List of genes in common to the sets of differentially expressed superTranscripts between nurses and foragers of T. diversipes and B. terrestris. † Indicate genes commonly highly expressed in nurses of the two species when compared to foragers. Δ Indicate genes commonly highly expressed in foragers of the two species when compared to nurses.
Secondly, we investigated whether the same molecular pathways could be involved in the task division of the two species. For this, we searched for similarities among the biological processes to which the differentially expressed superTranscripts were related. We used a comparative approach based on GO subgraphs of the enriched terms. This type of subgraph relies on the hierarchical graphic structure among GO terms, where parent terms are more general and less specialized than child terms26,27. Consequently, using subgraphs it is possible to compare not only the enriched terms themselves but also their hierarchical connections, reducing gene annotation bias28. In this comparison (Figures S3, S4 and S5) we found that the enriched GO terms of the two species were associated and eventually all of them nested under two main processes (Figure S3): “metabolic process” (GO:0008152) and “cellular process” (GO:0009987). Thus, although specific enriched terms are distinct in both species (only “DNA integration” is commonly enriched), this divergence disappears at the parental levels of the topology and almost all terms in B. terrestris subgraph are also contained in T. angustula subgraph (Figure S3). At the third hierarchical level (Figure 3A), lineage specific GO processes start to emerge such as “transposition” (GO:0032196) in B. terrestris, and “catabolic process” (GO:0009056) and “oxidation-reduction process” (GO:0055114) in T. angustula. Nevertheless, superTranscripts showing the greatest differences in expression within species (i.e. higher absolute mean logFC between groups) are not the ones related to these species-specific processes (Figure 3A). The connection between the enriched GO terms in the set of differentially expressed superTranscripts of B. terrestris and that of T. angustula can also be visualized on semantic similarity-based clusters (Figure 3B).
Discussion
The comparison of present findings in B. terrestris and T. angustula with previously published information about task specialization in Apis workers are summarized on Table II. Because the literature about this topic in honeybees is extensive and these studies applied distinct methodologies of sampling, expression estimation and data analyses, we restricted our comparisons to a review of genes and molecular pathways commonly highlighted across studies.
Genes and molecular pathways commonly highlighted in literature as involved in honeybee worker task division compared to present findings in B. terrestris and T. angustula. For – foragers; Nur – Nurses. Symbols indicate if: evidences suggest that the expression is higher (↑) or lower (↓) in one group compared to the other, in blue if foragers have higher expression levels than nurses and in orange if the opposite occurs; (≈) in black, no changes identified or controversial evidences; and (↑↓) in red, indicate a mixed pattern, with some genes in the pathway highly expressed and others with reduced expression level in one of the two subcastes.
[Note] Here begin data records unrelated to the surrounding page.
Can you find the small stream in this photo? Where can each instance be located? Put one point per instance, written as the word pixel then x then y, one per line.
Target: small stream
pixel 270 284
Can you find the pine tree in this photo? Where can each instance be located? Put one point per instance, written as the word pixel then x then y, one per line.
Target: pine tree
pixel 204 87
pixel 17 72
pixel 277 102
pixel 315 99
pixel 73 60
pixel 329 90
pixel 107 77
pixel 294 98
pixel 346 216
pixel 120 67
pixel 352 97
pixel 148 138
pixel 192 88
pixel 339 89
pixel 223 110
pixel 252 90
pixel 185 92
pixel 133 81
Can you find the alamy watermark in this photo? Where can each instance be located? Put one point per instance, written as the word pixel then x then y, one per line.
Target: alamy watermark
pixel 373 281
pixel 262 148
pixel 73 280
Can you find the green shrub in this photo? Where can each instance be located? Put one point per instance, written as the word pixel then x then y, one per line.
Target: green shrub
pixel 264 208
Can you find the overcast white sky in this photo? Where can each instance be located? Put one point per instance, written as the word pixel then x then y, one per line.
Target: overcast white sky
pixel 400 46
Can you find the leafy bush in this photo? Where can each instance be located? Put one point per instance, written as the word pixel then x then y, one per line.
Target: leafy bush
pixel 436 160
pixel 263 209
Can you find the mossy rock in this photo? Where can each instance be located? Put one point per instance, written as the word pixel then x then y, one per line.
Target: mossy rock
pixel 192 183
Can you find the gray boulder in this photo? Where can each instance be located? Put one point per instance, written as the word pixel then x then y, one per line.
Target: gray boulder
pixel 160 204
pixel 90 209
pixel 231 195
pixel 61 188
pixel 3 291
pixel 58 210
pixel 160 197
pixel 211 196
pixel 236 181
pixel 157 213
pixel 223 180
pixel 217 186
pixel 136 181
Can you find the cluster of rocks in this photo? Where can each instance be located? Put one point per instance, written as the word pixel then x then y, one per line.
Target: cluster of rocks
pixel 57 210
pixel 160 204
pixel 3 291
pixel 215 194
Our comparisons sought to differentiate species-specific from common molecular mechanisms involved in worker task division across all eusocial lineages of corbiculate bees. Species-specific mechanisms were mostly related to the expression pattern of genes. Many of the differentially expressed genes were not common to all species, and among the ones that were, the pattern of expression was not necessarily the same. Genes highly expressed in one species subcaste were often down expressed in the same subcaste of the other species. For instance, genes related to circadian rhythm are highly expressed in foragers of B. terrestris and Apis41,42, but not in T. angustula foragers. Moreover, genes related to yolk production, such as vg related genes, are commonly highly expressed in nurses of T. angustula and Apis 4,5,34, but not in B. terrestris nurses. This is not unexpected since each lineage forgo unique selective pressures, despite presenting similar behaviours49. Even closely related species (within the same taxonomic genus) are known to differ in the expression pattern of certain genes11. This implies that the expression profile of particular genes, identified through the study of one single species, should not be directly extrapolated to explain other species responses.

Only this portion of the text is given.